We read much about the obesity time bomb ticking away at the heart of Western societies, and outdoor play could play a massive part in defusing it. In one of many examples, a University College London report, Making Children’s Lives More Active, published in 2004, found that outdoor, unstructured play is one of the best forms of exercise for children. Yet the scales still rise.

As the state rolls back, charities do their best to fill the breach: in the capital, London Play leads on the Street Play campaign, while the company Adventure Playground Engineers (APES) plans to create a not-for-profit arm to make up for the lack of training opportunities for would-be play workers. But the “big society” (remember that?) is not big enough.

And this is not just a physical crisis. Hughes warns that “because play has been such an important part of the behavioural repertoire of the human organism through so many evolutionary stages, we now expect to play. If we don’t we are thrown into what [Czech psychiatrist] Stanislav Grof called ‘an agonising existential crisis’ so grave that we lose all reference points, spiralling into childhood pathologies and eventually barbarism.”

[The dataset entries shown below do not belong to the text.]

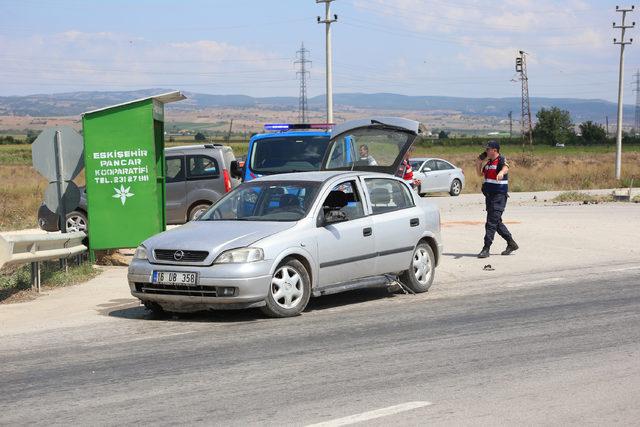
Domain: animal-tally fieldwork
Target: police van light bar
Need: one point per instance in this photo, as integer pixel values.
(300, 126)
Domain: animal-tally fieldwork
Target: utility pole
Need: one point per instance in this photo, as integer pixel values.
(636, 125)
(527, 130)
(328, 20)
(303, 73)
(230, 129)
(623, 27)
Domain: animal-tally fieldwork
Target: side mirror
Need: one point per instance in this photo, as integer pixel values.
(236, 170)
(332, 216)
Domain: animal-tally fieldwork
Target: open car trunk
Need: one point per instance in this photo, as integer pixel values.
(376, 144)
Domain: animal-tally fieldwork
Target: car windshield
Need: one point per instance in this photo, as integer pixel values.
(265, 201)
(288, 154)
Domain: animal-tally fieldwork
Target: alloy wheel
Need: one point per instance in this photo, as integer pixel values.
(286, 287)
(421, 266)
(455, 187)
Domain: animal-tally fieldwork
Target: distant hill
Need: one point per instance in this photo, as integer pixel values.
(74, 103)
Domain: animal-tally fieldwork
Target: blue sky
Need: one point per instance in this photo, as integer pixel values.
(415, 47)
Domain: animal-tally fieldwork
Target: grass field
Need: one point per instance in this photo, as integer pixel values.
(570, 168)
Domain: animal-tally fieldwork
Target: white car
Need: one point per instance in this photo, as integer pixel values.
(437, 175)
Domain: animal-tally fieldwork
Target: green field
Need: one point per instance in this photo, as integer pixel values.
(550, 168)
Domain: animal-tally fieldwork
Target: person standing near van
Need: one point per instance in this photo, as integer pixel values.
(494, 168)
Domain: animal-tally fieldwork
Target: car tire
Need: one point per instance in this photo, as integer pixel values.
(77, 221)
(289, 290)
(456, 187)
(197, 211)
(419, 276)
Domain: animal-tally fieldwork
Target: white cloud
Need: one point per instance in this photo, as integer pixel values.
(74, 60)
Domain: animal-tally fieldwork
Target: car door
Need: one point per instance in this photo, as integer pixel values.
(345, 249)
(396, 223)
(176, 190)
(430, 172)
(445, 174)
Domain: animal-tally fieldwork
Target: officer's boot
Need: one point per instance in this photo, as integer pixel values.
(484, 253)
(511, 246)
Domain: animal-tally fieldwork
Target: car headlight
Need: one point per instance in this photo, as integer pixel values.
(240, 255)
(141, 253)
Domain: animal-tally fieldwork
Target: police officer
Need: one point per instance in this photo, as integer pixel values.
(495, 187)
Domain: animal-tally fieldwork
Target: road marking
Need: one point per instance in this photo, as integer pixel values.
(624, 269)
(370, 415)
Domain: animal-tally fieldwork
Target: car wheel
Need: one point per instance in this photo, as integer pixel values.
(456, 187)
(289, 290)
(420, 274)
(77, 221)
(197, 211)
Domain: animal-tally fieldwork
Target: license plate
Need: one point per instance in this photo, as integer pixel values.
(174, 278)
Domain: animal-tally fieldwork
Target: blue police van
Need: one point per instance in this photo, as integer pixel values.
(286, 148)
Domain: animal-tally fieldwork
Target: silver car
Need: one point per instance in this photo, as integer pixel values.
(437, 175)
(277, 241)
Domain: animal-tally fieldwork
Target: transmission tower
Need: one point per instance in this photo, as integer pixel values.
(527, 130)
(636, 126)
(303, 73)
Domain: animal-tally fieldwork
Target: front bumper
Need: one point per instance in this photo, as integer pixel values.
(251, 280)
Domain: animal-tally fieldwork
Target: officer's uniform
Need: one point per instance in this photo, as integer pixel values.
(496, 193)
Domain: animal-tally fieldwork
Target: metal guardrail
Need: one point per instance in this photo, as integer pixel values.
(16, 249)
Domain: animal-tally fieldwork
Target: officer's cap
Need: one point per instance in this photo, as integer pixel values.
(493, 144)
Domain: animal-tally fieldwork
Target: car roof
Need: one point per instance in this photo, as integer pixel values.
(293, 134)
(197, 147)
(320, 176)
(424, 159)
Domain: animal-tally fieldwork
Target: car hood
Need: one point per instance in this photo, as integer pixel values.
(215, 237)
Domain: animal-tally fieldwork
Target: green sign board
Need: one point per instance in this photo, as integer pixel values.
(124, 172)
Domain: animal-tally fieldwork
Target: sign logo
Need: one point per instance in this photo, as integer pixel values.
(122, 194)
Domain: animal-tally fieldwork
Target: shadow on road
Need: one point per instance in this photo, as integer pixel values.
(459, 255)
(126, 309)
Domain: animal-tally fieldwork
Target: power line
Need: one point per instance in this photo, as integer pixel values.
(302, 74)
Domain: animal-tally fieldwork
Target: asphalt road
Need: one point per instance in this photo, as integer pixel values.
(560, 350)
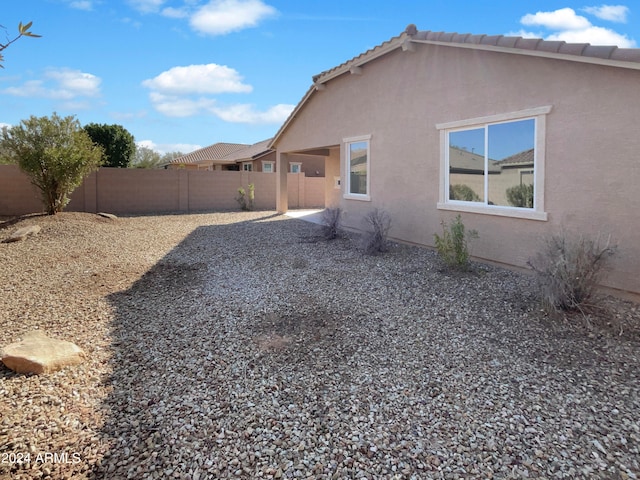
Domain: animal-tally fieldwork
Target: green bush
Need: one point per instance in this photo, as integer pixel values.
(568, 271)
(520, 195)
(246, 200)
(56, 154)
(453, 245)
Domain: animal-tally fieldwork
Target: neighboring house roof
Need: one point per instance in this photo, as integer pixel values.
(518, 159)
(250, 152)
(464, 161)
(215, 152)
(577, 52)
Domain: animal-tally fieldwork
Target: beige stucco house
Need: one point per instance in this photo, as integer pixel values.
(429, 125)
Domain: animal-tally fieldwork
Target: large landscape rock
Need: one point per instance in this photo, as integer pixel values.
(22, 233)
(37, 353)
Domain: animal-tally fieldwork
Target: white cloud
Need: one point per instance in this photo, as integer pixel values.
(75, 82)
(612, 13)
(59, 84)
(220, 17)
(82, 5)
(163, 148)
(174, 106)
(594, 36)
(146, 6)
(245, 113)
(573, 28)
(207, 79)
(172, 12)
(563, 19)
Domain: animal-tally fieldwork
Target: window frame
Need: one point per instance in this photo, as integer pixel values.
(271, 165)
(535, 213)
(347, 168)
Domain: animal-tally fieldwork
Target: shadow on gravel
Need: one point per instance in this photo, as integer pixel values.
(251, 352)
(184, 337)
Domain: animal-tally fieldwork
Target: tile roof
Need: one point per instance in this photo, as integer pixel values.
(578, 52)
(249, 152)
(526, 157)
(217, 151)
(585, 52)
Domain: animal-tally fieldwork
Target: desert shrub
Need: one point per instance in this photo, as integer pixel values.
(331, 218)
(453, 245)
(520, 195)
(246, 199)
(463, 192)
(55, 153)
(568, 270)
(375, 238)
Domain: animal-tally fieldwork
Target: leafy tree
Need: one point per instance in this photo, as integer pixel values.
(146, 158)
(118, 144)
(23, 31)
(169, 156)
(56, 153)
(5, 156)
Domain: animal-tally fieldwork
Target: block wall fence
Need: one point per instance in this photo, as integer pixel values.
(141, 191)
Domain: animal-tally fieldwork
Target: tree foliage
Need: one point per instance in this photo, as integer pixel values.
(169, 156)
(118, 144)
(146, 158)
(55, 152)
(520, 195)
(23, 31)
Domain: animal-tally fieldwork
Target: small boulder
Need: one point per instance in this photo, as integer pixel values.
(22, 233)
(37, 353)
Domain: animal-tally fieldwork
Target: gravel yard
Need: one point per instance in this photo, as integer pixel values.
(239, 345)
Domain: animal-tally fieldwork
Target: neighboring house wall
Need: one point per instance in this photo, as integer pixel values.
(590, 174)
(132, 191)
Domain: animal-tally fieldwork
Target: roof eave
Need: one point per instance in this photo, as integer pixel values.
(534, 53)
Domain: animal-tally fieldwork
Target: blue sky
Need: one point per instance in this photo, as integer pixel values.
(184, 74)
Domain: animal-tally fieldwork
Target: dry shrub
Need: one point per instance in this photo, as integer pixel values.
(453, 245)
(375, 238)
(331, 221)
(568, 271)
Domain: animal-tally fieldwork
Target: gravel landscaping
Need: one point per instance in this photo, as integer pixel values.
(241, 345)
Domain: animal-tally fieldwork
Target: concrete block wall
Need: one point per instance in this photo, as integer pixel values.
(137, 191)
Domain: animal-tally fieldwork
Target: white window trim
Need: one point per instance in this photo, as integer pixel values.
(345, 161)
(265, 162)
(537, 212)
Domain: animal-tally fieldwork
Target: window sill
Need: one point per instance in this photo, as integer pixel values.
(362, 198)
(498, 211)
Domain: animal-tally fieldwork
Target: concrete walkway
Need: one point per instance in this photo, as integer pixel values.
(314, 216)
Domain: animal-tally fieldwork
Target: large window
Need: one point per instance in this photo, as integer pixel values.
(357, 168)
(495, 164)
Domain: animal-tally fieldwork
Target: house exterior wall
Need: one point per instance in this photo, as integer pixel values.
(591, 172)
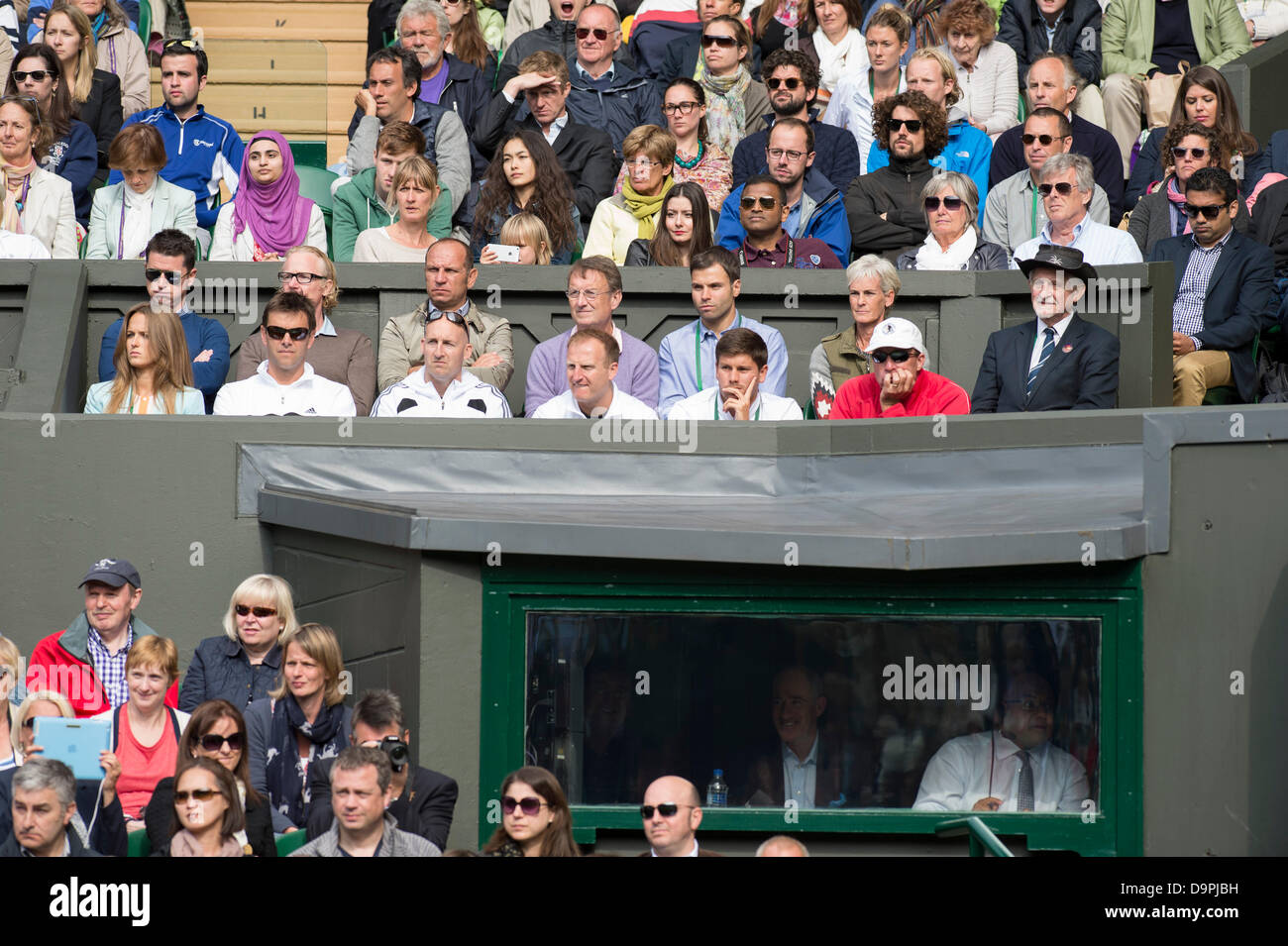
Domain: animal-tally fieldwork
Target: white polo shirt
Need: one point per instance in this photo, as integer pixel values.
(416, 396)
(566, 407)
(261, 395)
(767, 407)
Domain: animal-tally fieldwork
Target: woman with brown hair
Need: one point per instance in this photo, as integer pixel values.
(535, 817)
(154, 373)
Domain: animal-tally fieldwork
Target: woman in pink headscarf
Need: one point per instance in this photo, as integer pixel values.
(267, 216)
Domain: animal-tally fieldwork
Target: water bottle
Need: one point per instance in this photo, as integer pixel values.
(717, 791)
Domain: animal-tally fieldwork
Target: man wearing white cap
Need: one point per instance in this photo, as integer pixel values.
(898, 386)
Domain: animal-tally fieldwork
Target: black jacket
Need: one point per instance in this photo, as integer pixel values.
(894, 190)
(159, 820)
(1021, 27)
(107, 835)
(1239, 300)
(584, 152)
(1089, 139)
(425, 807)
(1081, 373)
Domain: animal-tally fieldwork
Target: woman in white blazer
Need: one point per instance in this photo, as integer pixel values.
(35, 201)
(267, 216)
(128, 215)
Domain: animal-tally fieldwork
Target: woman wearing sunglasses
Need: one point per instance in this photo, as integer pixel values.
(303, 719)
(215, 734)
(951, 206)
(734, 99)
(241, 665)
(154, 374)
(635, 213)
(535, 817)
(209, 820)
(267, 216)
(1160, 214)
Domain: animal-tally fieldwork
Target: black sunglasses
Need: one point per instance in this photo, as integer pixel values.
(949, 202)
(278, 332)
(214, 743)
(1209, 211)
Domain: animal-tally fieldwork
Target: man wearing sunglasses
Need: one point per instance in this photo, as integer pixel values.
(671, 813)
(793, 81)
(1065, 188)
(1224, 292)
(1014, 211)
(1056, 361)
(898, 386)
(170, 270)
(284, 382)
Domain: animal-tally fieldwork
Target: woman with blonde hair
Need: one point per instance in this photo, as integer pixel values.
(303, 721)
(243, 663)
(154, 373)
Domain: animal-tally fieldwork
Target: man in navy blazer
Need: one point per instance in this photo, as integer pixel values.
(1057, 361)
(1224, 292)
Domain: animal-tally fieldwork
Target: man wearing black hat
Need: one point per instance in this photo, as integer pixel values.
(1059, 362)
(86, 662)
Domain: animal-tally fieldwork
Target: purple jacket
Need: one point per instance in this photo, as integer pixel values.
(548, 376)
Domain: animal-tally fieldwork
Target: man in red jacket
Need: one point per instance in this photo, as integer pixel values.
(898, 386)
(86, 662)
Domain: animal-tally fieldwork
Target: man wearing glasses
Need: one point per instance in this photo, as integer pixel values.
(284, 382)
(593, 293)
(898, 385)
(1224, 292)
(170, 269)
(814, 207)
(1067, 187)
(1013, 768)
(671, 813)
(343, 356)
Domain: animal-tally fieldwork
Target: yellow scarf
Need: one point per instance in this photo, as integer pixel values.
(645, 209)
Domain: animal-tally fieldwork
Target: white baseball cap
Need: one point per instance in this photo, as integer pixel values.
(896, 334)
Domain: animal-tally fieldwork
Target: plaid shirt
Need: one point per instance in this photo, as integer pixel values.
(1192, 293)
(111, 667)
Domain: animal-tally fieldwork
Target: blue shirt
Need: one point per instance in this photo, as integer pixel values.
(678, 372)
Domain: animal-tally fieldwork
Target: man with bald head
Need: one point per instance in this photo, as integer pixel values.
(1012, 768)
(671, 812)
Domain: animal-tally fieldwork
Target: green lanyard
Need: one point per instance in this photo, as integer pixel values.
(697, 347)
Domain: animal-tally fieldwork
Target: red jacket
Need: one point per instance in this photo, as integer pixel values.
(60, 663)
(931, 394)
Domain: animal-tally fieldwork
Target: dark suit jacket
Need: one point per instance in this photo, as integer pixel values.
(1239, 300)
(1082, 373)
(425, 807)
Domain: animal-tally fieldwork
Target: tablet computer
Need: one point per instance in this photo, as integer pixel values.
(75, 743)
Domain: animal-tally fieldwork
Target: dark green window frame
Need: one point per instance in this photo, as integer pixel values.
(1111, 592)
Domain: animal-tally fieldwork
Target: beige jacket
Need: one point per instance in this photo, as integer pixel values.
(399, 347)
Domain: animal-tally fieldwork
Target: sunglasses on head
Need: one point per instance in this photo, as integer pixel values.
(214, 743)
(913, 125)
(277, 334)
(198, 794)
(1209, 211)
(949, 202)
(528, 806)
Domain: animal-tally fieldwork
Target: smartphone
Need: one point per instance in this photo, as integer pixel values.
(503, 254)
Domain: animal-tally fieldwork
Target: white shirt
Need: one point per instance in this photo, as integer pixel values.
(767, 407)
(261, 395)
(566, 407)
(416, 396)
(1060, 327)
(958, 775)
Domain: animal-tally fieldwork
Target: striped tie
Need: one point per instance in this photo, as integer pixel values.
(1047, 351)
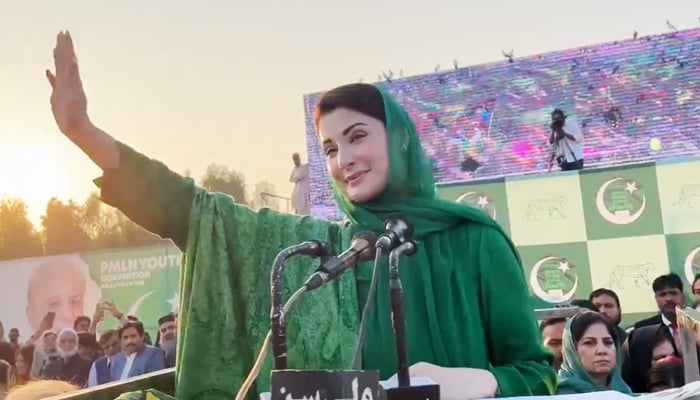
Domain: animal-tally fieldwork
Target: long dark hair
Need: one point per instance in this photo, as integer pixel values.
(360, 97)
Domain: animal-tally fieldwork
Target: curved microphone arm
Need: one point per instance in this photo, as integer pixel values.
(398, 319)
(312, 248)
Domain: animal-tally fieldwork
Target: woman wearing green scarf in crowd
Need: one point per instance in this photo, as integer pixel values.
(470, 323)
(591, 356)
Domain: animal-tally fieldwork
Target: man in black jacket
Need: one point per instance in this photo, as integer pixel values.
(668, 291)
(608, 304)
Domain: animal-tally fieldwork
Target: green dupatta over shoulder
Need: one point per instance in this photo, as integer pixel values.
(573, 378)
(465, 292)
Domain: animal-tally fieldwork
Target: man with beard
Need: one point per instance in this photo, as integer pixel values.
(668, 291)
(608, 304)
(100, 372)
(552, 334)
(71, 366)
(167, 338)
(45, 354)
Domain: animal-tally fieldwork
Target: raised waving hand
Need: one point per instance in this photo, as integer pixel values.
(68, 100)
(69, 106)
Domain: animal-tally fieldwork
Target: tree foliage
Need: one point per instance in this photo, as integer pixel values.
(18, 238)
(220, 178)
(70, 226)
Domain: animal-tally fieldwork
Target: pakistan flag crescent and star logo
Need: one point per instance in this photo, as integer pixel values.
(621, 201)
(479, 200)
(554, 280)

Besides the link to criminality, there is also a price to pay in terms of declining creativity. In their book Play, Playfulness, Creativity and Innovation (2013), Bateson and his Cambridge colleague Paul Martin argue that playfulness facilitates originality in nature and society (so a lack of it should be particularly worrying for academics).

“Interventions that provide children with greater opportunities for play make them more creative,” Bateson says. “Conversely, fears about safety and the pressures of school curricula are reducing opportunities for free play. These trends are associated with a decline in the ability to come up with new ideas.”

Gray concurs. He points out how US scores on the Torrance Tests of Creative Thinking have declined since the 1980s as teaching has become more prescriptive and play time has declined. And decline it has. As Gray recounts, sociologists at the University of Michigan assessed how US children spent their time in 1981 and in 1997. In both years, they asked a large, representative sample of parents to keep records of their children’s activities on days chosen randomly by the researchers. They found that children not only played less in 1997 than in 1981 but also had less free time for all self-chosen activities. For six- to eight-year-olds, the study identified a 25 per cent decrease in time spent playing over the 16-year period.

These changes are costing us. In his latest book, Free to Learn: Why Unleashing the Instinct to Play Will Make Our Children Happier, More Self-Reliant, and Better Students for Life (2013), Gray describes “what I think is the most dramatic effect of the play deficit: the increase in childhood depression and anxiety, and decrease in self-control…over the past half-century”. The Boston College scholar also warns that “helicopter parenting”, over-supervised play and too much testing in school have the potential to create a “world full of narcissists…a sad world indeed”.

Just as the child is father to the man, so childhood play fosters the flexibility of thought and deed, the sociability and the empathy our species will require in the trials ahead. Michael Gove, please take note: rote learning won’t turn back the floods. Children and adults need the space to mess around if we are to get out of the mess we are making for ourselves.